These days, as well as taking care of protocol, he delivered onboard lectures about Maori customs and traditions.
With three other Maori crew members he led workshops on te reo, kapa haka and poi making during Ovation of the Seas' Christmas cruise, with the participants performing for fellow passengers on New Zealand night.
"They all know the haka because of the All Blacks but they want to learn more about us and our customs. I also tell them about the Treaty of Waitangi. I tell them it's the Magna Carta of the South Pacific."
In his 35 years in the industry Mr Kake-Hill said he had made lifelong friends and rubbed shoulders with the rich and famous, such as US talkshow star Oprah Winfrey.

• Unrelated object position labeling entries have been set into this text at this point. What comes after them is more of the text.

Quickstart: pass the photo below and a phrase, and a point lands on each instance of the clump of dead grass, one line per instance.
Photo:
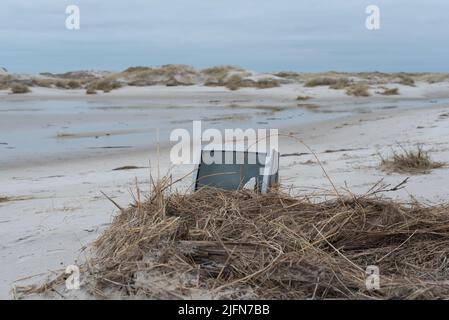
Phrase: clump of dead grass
(244, 245)
(104, 85)
(358, 90)
(20, 88)
(406, 80)
(413, 161)
(389, 92)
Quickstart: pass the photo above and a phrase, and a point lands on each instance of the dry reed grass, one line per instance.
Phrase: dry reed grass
(389, 92)
(410, 161)
(240, 244)
(358, 90)
(20, 88)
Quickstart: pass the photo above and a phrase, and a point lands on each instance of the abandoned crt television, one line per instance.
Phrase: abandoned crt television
(233, 169)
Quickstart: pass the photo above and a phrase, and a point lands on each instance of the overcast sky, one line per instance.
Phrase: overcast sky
(263, 35)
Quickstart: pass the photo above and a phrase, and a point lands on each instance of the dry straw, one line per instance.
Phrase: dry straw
(216, 244)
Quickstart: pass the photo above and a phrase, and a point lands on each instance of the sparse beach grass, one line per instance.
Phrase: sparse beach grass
(303, 98)
(19, 88)
(244, 245)
(412, 161)
(358, 90)
(389, 92)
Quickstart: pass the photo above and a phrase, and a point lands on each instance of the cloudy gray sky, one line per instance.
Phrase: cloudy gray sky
(264, 35)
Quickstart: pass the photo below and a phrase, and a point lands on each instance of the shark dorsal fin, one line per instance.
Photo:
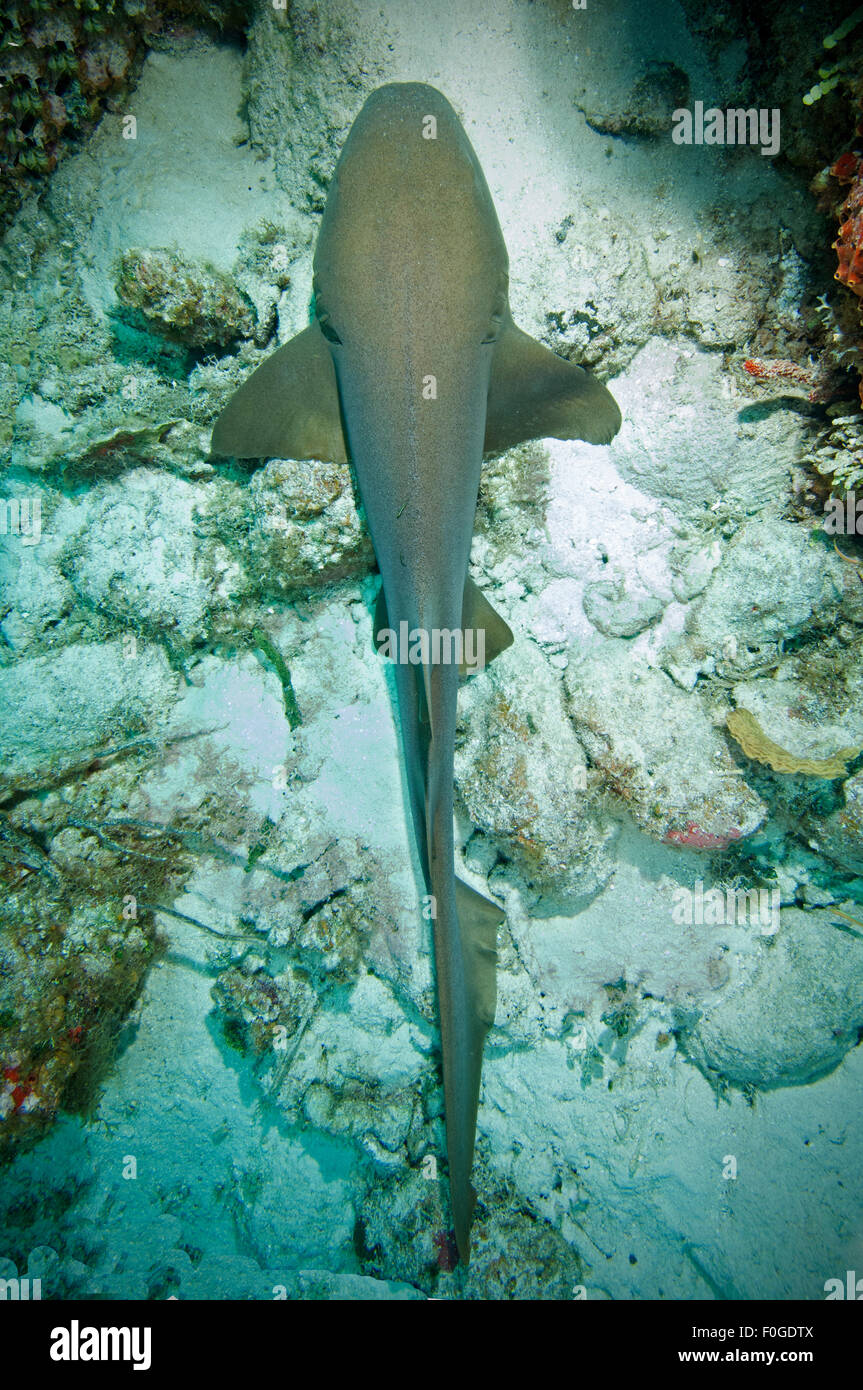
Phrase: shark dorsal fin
(288, 407)
(537, 395)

His greatest controversy came when he organised a powhiri for the first Russian cruise ship to visit New Zealand, the Shota Rustaveli, when memories of the Soviet invasion of Czechoslovakia were still fresh; his highlight was taking Maori carvings to Alaska in the mid-1970s, starting a relationship between the two indigenous peoples.
"It's been quite an exciting life," he said.

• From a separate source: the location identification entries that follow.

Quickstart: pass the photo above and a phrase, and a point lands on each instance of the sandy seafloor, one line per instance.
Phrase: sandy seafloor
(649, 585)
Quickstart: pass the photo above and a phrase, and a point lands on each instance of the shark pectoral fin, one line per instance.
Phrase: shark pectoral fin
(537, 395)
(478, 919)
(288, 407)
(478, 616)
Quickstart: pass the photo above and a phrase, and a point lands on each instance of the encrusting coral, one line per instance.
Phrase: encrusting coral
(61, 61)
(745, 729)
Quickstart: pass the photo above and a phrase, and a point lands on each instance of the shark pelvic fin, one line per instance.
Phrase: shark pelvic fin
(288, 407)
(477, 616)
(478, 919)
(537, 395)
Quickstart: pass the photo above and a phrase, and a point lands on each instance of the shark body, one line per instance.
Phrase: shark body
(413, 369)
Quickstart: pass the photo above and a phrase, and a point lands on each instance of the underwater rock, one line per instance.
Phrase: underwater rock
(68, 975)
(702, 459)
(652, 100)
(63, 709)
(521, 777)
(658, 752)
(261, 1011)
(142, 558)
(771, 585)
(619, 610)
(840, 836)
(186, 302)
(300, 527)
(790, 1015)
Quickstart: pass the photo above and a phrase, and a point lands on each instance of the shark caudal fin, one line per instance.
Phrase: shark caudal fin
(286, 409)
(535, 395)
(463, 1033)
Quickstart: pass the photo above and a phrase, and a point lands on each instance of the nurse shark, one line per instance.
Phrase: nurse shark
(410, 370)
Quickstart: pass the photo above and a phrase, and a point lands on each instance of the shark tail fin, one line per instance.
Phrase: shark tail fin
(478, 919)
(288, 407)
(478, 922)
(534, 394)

Born in Orauta, raised at Ngawha Springs and now living in Kaikohe, Mr Kake-Hill is of Ngapuhi, Ngati Hine, Ngati Manu and Ngati Hau descent.

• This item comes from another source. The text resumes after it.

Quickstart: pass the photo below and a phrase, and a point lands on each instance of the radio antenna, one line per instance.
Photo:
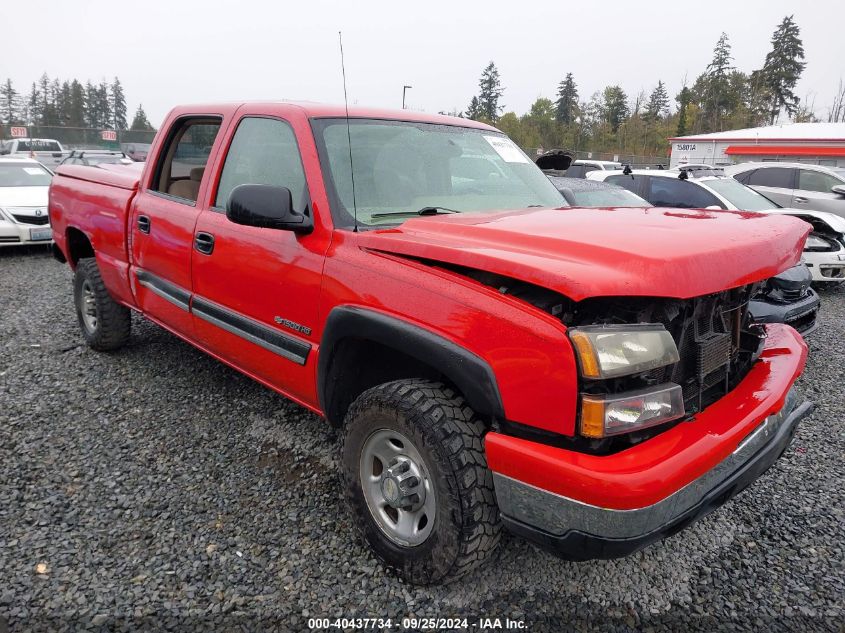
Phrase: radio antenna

He travelled with the Ovation of the Seas when it left the Bay of Islands on Thursday evening for Tauranga. He was due to fly back to the Far North from there.
During the gift presentation Mr Davis spoke of his ancestor, Tahuhunuiarangi, who 18 generations earlier brought one of the first vessels into the Bay, the waka Moekakara.
He also noted a personal connection with the name of the ship's observation platform, North Star. A ship of the same name had brought some of his European ancestors to New Zealand and in 1845 had shelled Otuihu Pa, home of some of his Maori ancestors.